Questo immancabile appuntamento settimanale, man mano che un bimbo cresce, assume tratti tragicomici, grotteschi e carichi di tensione sempre più marcati.
<Mamma, prendo il carrellino dei piccoli> afferma categoricamente il rampollo di famiglia subentrando trionfalmente nell’esercizio commerciale.
Il carrellino in questione, aggeggio maledetto da evitare come la peste bubbonica, ha un’asta di ferro con bandierina fissata a un lato, con applicata una piccola maniglia cui il genitore potrebbe ipoteticamente saldamente appendersi per guidare il proprio figlio nella conduzione del mezzo.
Dico ipoteticamente, perché la propria prole, solitamente, preso il controllo del carrello in questione, in un delirio immediato di onnipotenza, adotta il modus operandi del dobermann pinscher senza senso dell’umorismo, pronto ad abbaiare minaccioso al minimo accenno di protensione del tutore verso il cestello in miniatura, dotato di ruote. Così, parte una spericolata gestione della vettura, musicata dalle raccomandazioni che evolvono presto in suppliche che vertono necessariamente in minacce del genitore disperato che sta alle calcagna del folle pirata della corsia del supermercato, che pare d’un tratto il Rally del Dakar.
Il genitore afferra la bandierina e ringhia di rallentare, sotto lo sguardo pietoso degli altri clienti e quello solidale di altri genitori sudati.
<Va bene, ma faccio io> ribatte il bimbo in questione, spostando con decisione il carrellino.
Già prima dei figli la spesa era poco strategica: entravi per prendere la carta igenica e il prosciutto e uscivi con 3 pomeli in offerta speciale, uno squacquerone in prossima scadenza e sei borse dal contenuto non meglio identificato di cui tre strette fra i denti, tutte in procinto di sfondarsi con imminenza, ovviamente prive dei beni per la quale si era intrapresa la missione spesa.
Ora, si tratta in tutta evidenza di afferrare cose a caso nella rincorsa disperata di un figlio intento a usare il negozio di generi alimentari come fosse la pista di Maranello o il circuito di Monza.
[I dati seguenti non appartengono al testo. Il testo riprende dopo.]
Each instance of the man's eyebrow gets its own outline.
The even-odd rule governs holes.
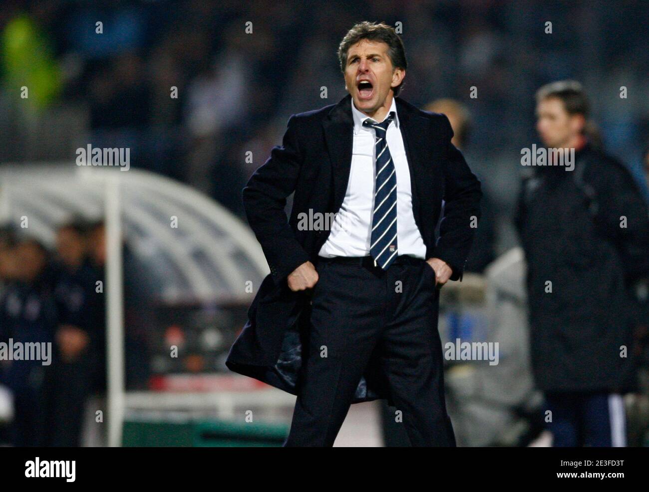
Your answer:
[[[382,55],[379,54],[378,53],[374,53],[373,54],[368,54],[367,55],[367,58],[373,58],[374,56],[378,56],[379,58],[381,58],[382,56]],[[354,58],[360,58],[358,54],[352,54],[351,56],[349,57],[349,61],[351,62]]]

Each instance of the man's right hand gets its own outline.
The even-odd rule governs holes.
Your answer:
[[[306,261],[291,272],[286,279],[293,292],[312,288],[318,281],[318,272],[310,261]]]

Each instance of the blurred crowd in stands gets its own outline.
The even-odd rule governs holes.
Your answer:
[[[59,154],[51,150],[51,159],[71,162],[88,142],[129,147],[132,165],[188,182],[243,216],[240,191],[288,117],[345,95],[336,50],[366,19],[400,26],[409,60],[402,97],[422,108],[440,97],[468,106],[465,153],[495,198],[506,231],[501,251],[515,242],[515,164],[521,147],[537,141],[533,94],[543,84],[582,82],[596,101],[607,150],[640,175],[649,134],[649,6],[611,8],[604,0],[8,0],[0,6],[0,128],[29,119],[33,105],[42,115],[80,107],[85,134],[67,146],[52,142]],[[30,37],[38,45],[24,41]],[[55,130],[43,128],[43,138]],[[0,145],[0,161],[29,158],[34,146],[14,137]]]

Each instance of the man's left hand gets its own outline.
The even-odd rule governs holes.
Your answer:
[[[441,288],[444,284],[448,281],[450,275],[453,274],[452,269],[443,260],[439,258],[428,258],[426,261],[435,270],[435,285],[437,288]]]

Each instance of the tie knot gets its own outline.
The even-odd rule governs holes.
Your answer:
[[[370,126],[376,128],[378,127],[381,128],[384,132],[387,130],[387,127],[390,124],[390,122],[395,119],[395,112],[391,111],[387,117],[380,123],[377,123],[374,120],[371,118],[367,118],[365,121],[363,122],[363,126]]]

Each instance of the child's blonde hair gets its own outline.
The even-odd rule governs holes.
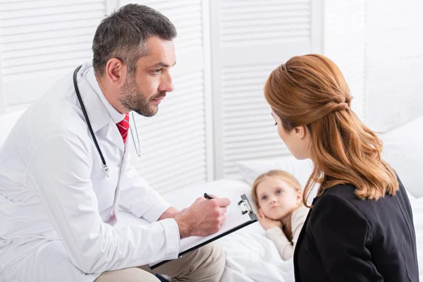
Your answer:
[[[288,185],[289,185],[290,187],[294,188],[295,190],[302,192],[302,188],[301,187],[301,184],[300,184],[300,182],[298,181],[298,180],[297,178],[295,178],[295,177],[294,176],[293,176],[292,174],[288,173],[286,171],[280,171],[280,170],[277,170],[277,169],[269,171],[266,173],[259,175],[256,178],[256,180],[254,181],[254,183],[252,183],[252,191],[251,191],[252,200],[254,201],[255,204],[259,208],[260,207],[260,204],[259,204],[259,200],[257,198],[257,186],[259,185],[259,184],[260,183],[264,181],[265,179],[267,179],[269,178],[278,178],[278,179],[281,180],[282,181],[286,182]],[[301,207],[301,205],[302,205],[302,203],[300,203],[298,205],[298,208]],[[291,221],[291,216],[293,215],[293,212],[294,211],[292,211],[290,213],[288,218],[287,224],[282,225],[282,231],[285,233],[285,235],[286,236],[288,240],[289,240],[289,241],[291,243],[293,243],[293,231],[292,231],[290,221]]]

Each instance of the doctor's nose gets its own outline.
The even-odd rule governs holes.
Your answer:
[[[160,84],[160,87],[159,87],[159,90],[166,91],[166,92],[171,92],[173,91],[173,81],[170,73],[168,73],[166,75],[164,75]]]

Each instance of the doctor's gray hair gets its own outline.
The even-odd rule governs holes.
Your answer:
[[[128,74],[133,75],[138,59],[148,54],[148,38],[172,40],[176,34],[175,25],[159,11],[142,5],[123,6],[97,27],[92,42],[94,69],[103,75],[107,61],[117,58],[127,66]]]

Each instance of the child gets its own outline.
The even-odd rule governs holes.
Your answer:
[[[266,236],[275,244],[282,259],[292,258],[308,213],[302,204],[300,183],[286,171],[270,171],[255,180],[252,196]]]

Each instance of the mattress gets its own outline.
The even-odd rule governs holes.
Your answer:
[[[193,185],[164,195],[178,209],[186,207],[204,192],[218,197],[233,197],[247,194],[250,188],[243,181],[219,180]],[[423,259],[423,197],[410,200],[416,231],[419,262]],[[294,281],[293,260],[281,259],[276,247],[264,235],[260,224],[255,223],[218,240],[226,252],[226,266],[222,277],[224,282]],[[423,266],[419,264],[423,281]]]

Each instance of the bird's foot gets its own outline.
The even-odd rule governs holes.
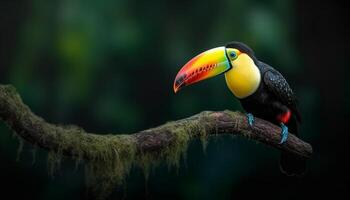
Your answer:
[[[288,127],[286,125],[284,125],[283,123],[281,123],[281,142],[280,144],[283,144],[287,141],[288,138]]]
[[[248,119],[248,124],[250,125],[250,126],[253,126],[253,124],[254,124],[254,115],[253,114],[251,114],[251,113],[247,113],[247,119]]]

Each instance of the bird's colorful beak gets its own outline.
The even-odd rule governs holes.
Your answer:
[[[231,68],[225,47],[205,51],[192,58],[176,75],[174,92],[182,87],[222,74]]]

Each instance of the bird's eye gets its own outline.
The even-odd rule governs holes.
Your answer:
[[[232,52],[230,53],[230,56],[231,56],[231,58],[235,58],[235,57],[236,57],[236,52],[232,51]]]

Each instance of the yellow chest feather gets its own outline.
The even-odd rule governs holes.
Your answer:
[[[225,73],[228,88],[240,99],[252,95],[261,81],[260,71],[254,61],[247,54],[241,54],[231,64],[232,69]]]

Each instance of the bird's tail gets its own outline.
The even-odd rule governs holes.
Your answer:
[[[290,122],[288,123],[288,128],[291,133],[298,136],[298,122],[295,118],[296,117],[291,118]],[[299,156],[282,152],[280,169],[282,173],[288,176],[302,176],[306,172],[306,161]]]

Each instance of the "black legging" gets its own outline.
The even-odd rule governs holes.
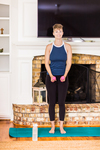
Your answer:
[[[46,88],[49,98],[50,121],[55,120],[56,97],[58,97],[60,121],[64,121],[65,117],[65,99],[68,90],[68,77],[66,77],[65,82],[61,82],[60,77],[61,76],[56,76],[57,81],[51,82],[50,76],[46,75]]]

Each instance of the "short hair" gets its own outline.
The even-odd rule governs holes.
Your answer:
[[[53,31],[54,31],[54,29],[62,29],[63,30],[63,25],[62,24],[54,24]]]

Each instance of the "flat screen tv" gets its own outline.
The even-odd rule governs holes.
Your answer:
[[[38,0],[38,37],[53,37],[55,23],[63,37],[100,37],[100,0]]]

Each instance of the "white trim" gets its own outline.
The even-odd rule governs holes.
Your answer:
[[[54,44],[54,42],[53,42],[53,45],[54,45],[55,47],[62,47],[62,46],[64,45],[64,42],[63,42],[62,45],[60,45],[60,46],[56,46],[56,45]]]

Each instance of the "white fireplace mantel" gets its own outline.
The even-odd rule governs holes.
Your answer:
[[[34,57],[44,55],[46,45],[52,41],[18,42],[16,45],[19,57]],[[100,42],[67,42],[72,47],[72,53],[100,56]]]

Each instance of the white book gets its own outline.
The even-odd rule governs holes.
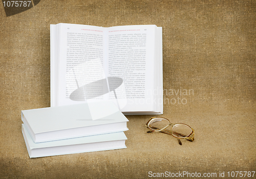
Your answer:
[[[22,111],[35,143],[128,130],[128,119],[112,103],[101,101]]]
[[[41,143],[34,142],[24,124],[22,133],[31,158],[126,148],[123,132]]]
[[[51,24],[51,106],[100,100],[163,113],[161,27]]]

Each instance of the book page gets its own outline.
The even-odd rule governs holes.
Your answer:
[[[154,110],[156,25],[129,25],[108,29],[108,75],[123,80],[126,98],[122,111]],[[124,91],[123,91],[123,92]]]
[[[95,93],[102,94],[105,89],[100,85],[99,88],[91,90],[89,89],[91,86],[87,85],[97,81],[104,82],[101,80],[105,78],[103,68],[103,28],[65,23],[58,25],[60,42],[58,105],[84,103],[88,98],[97,97]],[[86,94],[86,91],[88,92]]]

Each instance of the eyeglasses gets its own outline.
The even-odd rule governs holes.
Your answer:
[[[166,129],[169,126],[172,126],[170,130]],[[172,135],[178,138],[180,145],[182,145],[180,139],[185,139],[189,141],[193,141],[195,131],[189,125],[182,123],[173,124],[166,118],[154,117],[150,118],[146,123],[146,126],[151,131],[147,133],[154,132],[160,132]]]

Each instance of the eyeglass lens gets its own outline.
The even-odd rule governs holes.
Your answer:
[[[192,133],[192,129],[190,127],[184,124],[176,124],[172,129],[173,136],[179,138],[188,137]]]

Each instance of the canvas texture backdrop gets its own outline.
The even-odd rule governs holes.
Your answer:
[[[254,1],[42,0],[8,17],[1,4],[0,178],[255,171],[255,17]],[[195,141],[147,134],[153,116],[127,116],[126,149],[30,159],[20,112],[50,106],[50,24],[61,22],[162,27],[161,116],[191,126]]]

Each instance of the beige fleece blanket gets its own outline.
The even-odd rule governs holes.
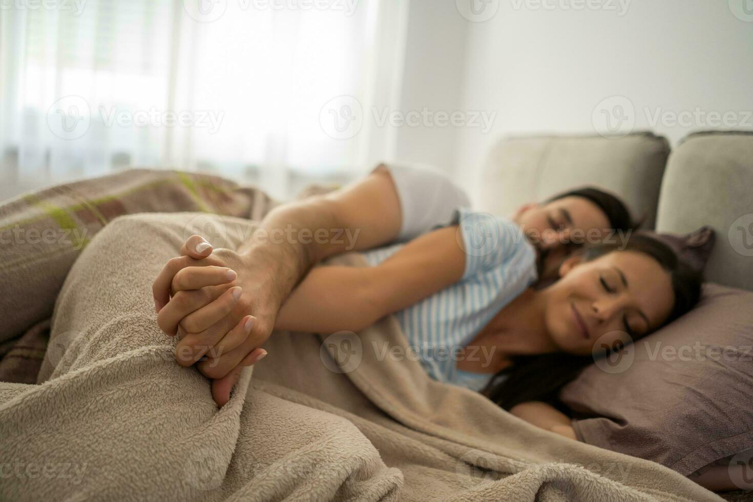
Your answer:
[[[273,333],[218,409],[209,381],[174,362],[151,298],[195,216],[121,217],[82,251],[41,385],[0,384],[0,500],[721,500],[431,380],[392,318]],[[213,218],[228,247],[252,230]]]

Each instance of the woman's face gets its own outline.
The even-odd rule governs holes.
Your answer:
[[[575,256],[559,274],[546,290],[544,321],[564,352],[589,355],[597,341],[600,348],[640,338],[674,306],[669,273],[644,253],[615,251],[587,262]]]

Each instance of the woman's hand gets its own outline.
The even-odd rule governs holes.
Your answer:
[[[264,254],[241,255],[212,250],[192,236],[163,268],[153,284],[157,324],[166,333],[180,335],[175,360],[198,362],[213,379],[212,397],[220,406],[241,370],[267,354],[259,347],[269,338],[279,309],[273,277]]]

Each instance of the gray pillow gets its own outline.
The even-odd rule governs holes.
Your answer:
[[[687,476],[753,448],[753,293],[704,285],[698,306],[599,359],[560,393],[580,440]]]

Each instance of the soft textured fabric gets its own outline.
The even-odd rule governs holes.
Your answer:
[[[753,290],[753,132],[687,136],[672,153],[661,185],[660,232],[701,225],[718,242],[706,267],[709,281]]]
[[[431,378],[480,391],[493,376],[459,370],[463,347],[497,312],[535,282],[536,251],[514,222],[460,208],[452,218],[465,251],[462,278],[397,312],[395,318]],[[367,251],[377,265],[401,249],[396,244]],[[489,359],[492,354],[468,357]]]
[[[5,202],[0,205],[0,284],[14,284],[14,294],[0,296],[0,382],[36,381],[52,306],[66,274],[81,249],[114,218],[176,211],[258,218],[275,204],[252,187],[157,169],[128,169]],[[191,230],[212,237],[201,217],[193,223]]]
[[[560,395],[578,437],[684,474],[753,448],[751,307],[706,284],[693,311],[587,368]]]
[[[471,205],[468,194],[434,167],[398,162],[380,167],[389,172],[400,200],[403,218],[398,235],[401,241],[447,225],[456,208]]]
[[[721,500],[658,464],[542,431],[431,379],[399,357],[407,344],[392,318],[358,335],[273,333],[269,355],[217,409],[209,381],[175,363],[151,298],[194,217],[117,218],[77,260],[44,382],[0,384],[0,451],[21,466],[0,499]],[[229,236],[251,230],[221,224],[244,230]]]
[[[486,156],[478,207],[495,214],[511,214],[526,202],[593,186],[621,197],[634,218],[645,217],[643,228],[650,230],[669,154],[666,139],[648,132],[620,138],[505,138]],[[703,224],[676,231],[689,232]]]

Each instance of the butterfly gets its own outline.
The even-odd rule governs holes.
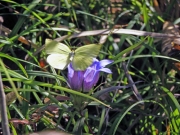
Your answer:
[[[97,57],[101,49],[101,44],[89,44],[71,51],[63,43],[46,39],[45,52],[50,54],[47,62],[54,68],[63,70],[72,62],[74,70],[85,70],[89,67],[93,58]]]

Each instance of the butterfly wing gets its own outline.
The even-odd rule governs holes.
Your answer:
[[[46,39],[45,41],[45,52],[47,54],[54,54],[54,53],[60,53],[60,54],[67,54],[71,52],[68,46],[66,46],[63,43],[59,43],[55,40]]]
[[[65,44],[46,39],[45,52],[50,54],[47,62],[54,68],[63,70],[70,63],[71,50]]]
[[[85,70],[89,67],[93,62],[93,58],[99,54],[101,46],[101,44],[90,44],[76,49],[72,60],[73,68],[75,70]]]
[[[64,54],[50,54],[47,57],[49,65],[56,69],[64,70],[70,63],[69,55]]]

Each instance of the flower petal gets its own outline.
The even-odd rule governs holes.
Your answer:
[[[106,72],[106,73],[109,73],[109,74],[112,73],[112,71],[109,68],[101,68],[101,69],[99,69],[99,71],[103,71],[103,72]]]
[[[114,62],[113,60],[107,60],[107,59],[101,60],[99,62],[99,68],[105,67],[106,65],[111,64],[113,62]]]

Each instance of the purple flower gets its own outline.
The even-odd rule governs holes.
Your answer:
[[[68,65],[68,83],[74,90],[88,92],[97,83],[100,71],[112,73],[110,69],[104,68],[112,63],[112,60],[101,60],[94,58],[93,63],[85,71],[75,71],[71,64]]]

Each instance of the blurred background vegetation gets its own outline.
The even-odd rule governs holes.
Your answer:
[[[46,38],[66,36],[61,42],[72,47],[98,43],[99,34],[68,38],[90,30],[179,35],[178,0],[1,0],[0,16],[0,72],[12,134],[180,134],[179,39],[109,33],[98,58],[114,60],[113,73],[101,74],[90,95],[101,90],[101,96],[81,111],[70,95],[90,97],[70,90],[67,70],[50,67],[43,51]],[[165,22],[173,30],[163,29]]]

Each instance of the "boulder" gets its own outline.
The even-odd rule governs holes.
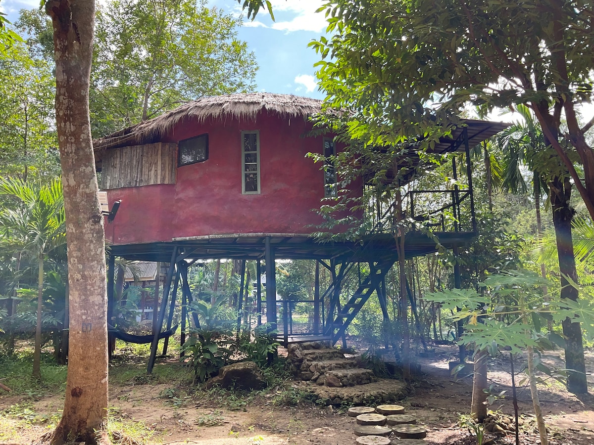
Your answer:
[[[342,383],[340,383],[339,378],[332,374],[326,376],[324,384],[326,386],[329,386],[331,388],[340,388],[342,386]]]
[[[266,381],[258,365],[253,361],[242,361],[223,366],[219,370],[218,376],[206,382],[206,388],[210,389],[217,384],[228,389],[249,391],[266,387]]]

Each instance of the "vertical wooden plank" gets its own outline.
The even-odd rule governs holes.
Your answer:
[[[161,180],[161,147],[162,144],[160,142],[157,142],[157,145],[159,146],[159,152],[157,153],[157,180]]]

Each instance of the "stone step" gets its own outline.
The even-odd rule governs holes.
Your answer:
[[[412,390],[404,382],[391,379],[380,379],[377,382],[361,386],[330,387],[305,382],[297,382],[295,386],[300,390],[313,393],[319,403],[334,406],[349,403],[375,406],[378,403],[402,400]]]
[[[325,361],[345,358],[345,354],[343,351],[340,349],[332,348],[305,349],[301,351],[301,354],[304,360],[308,361]]]
[[[373,371],[370,369],[361,368],[327,371],[325,374],[318,379],[316,383],[320,384],[320,380],[323,379],[323,384],[334,387],[356,386],[377,382],[377,377],[373,373]]]
[[[309,364],[307,369],[304,369],[304,365]],[[352,369],[357,367],[357,362],[352,358],[335,358],[331,360],[323,361],[304,361],[301,364],[302,371],[309,371],[312,373],[323,374],[328,371],[339,369]]]

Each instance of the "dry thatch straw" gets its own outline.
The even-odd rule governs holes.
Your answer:
[[[251,93],[203,97],[188,102],[157,117],[133,125],[93,142],[96,151],[124,145],[156,142],[184,119],[203,122],[209,118],[255,117],[264,110],[283,116],[307,117],[321,110],[321,101],[290,94]]]

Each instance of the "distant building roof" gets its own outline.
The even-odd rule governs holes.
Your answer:
[[[153,261],[134,261],[125,268],[125,281],[154,281],[157,276],[157,263]]]

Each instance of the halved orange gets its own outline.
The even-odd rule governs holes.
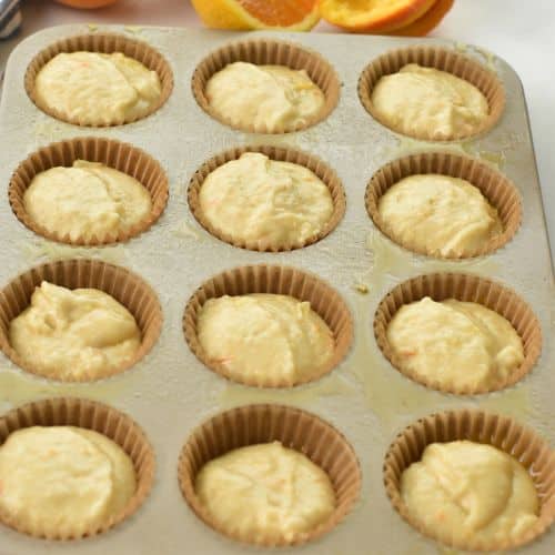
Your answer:
[[[191,0],[213,29],[307,31],[320,20],[319,0]]]
[[[387,33],[422,18],[436,0],[321,0],[329,23],[353,32]]]
[[[435,29],[451,10],[455,0],[436,0],[434,6],[430,8],[422,18],[413,21],[410,26],[396,29],[387,34],[397,37],[425,37],[430,31]]]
Con la mascherina poi, la situazione si complica: respiro ansante, impossibilità materiale di aprire le buste dell’ortofrutta , progettate da un genio del male con la volontà manifesta di creare disagio e scompiglio nella società, nonché una ridotta visuale dell’Hobbit intento a peregrinare fra ceste e bancali con lo sguardo incuriosito e un “perché” sempre in canna.
E vacci da sola a far la spesa!
Certo, quando si può. Per tutto il resto c’è l’esercizio della pazienza, la prontezza, l’intercettazione subitanea delle dolci manine protese verso il vetro intonso del banco dei freschi.
Fai sport? Sì, faccio la spesa, in maniera agonistica.
Alla fine degli acquisti, tagliato il traguardo della cassa, guardo perplessa il contenuto delle borse, con la testa che gira e la consapevolezza che nulla di tangibile potrà essere proposto per cena.
<Mammina, pago io?>
<No faccio io amore.>
<digito io?>
<Digito io, va.>
<Digito io.>
<Digito io, con il tuo dito.>
Riflette per un momento: < va bene.>
La spesa è questo: l’allenamento fisico di un Navy Seal e quello psicologico di un negoziatore della CIA.
E anche questa sera, non ho la più pallida idea di cosa cucineró.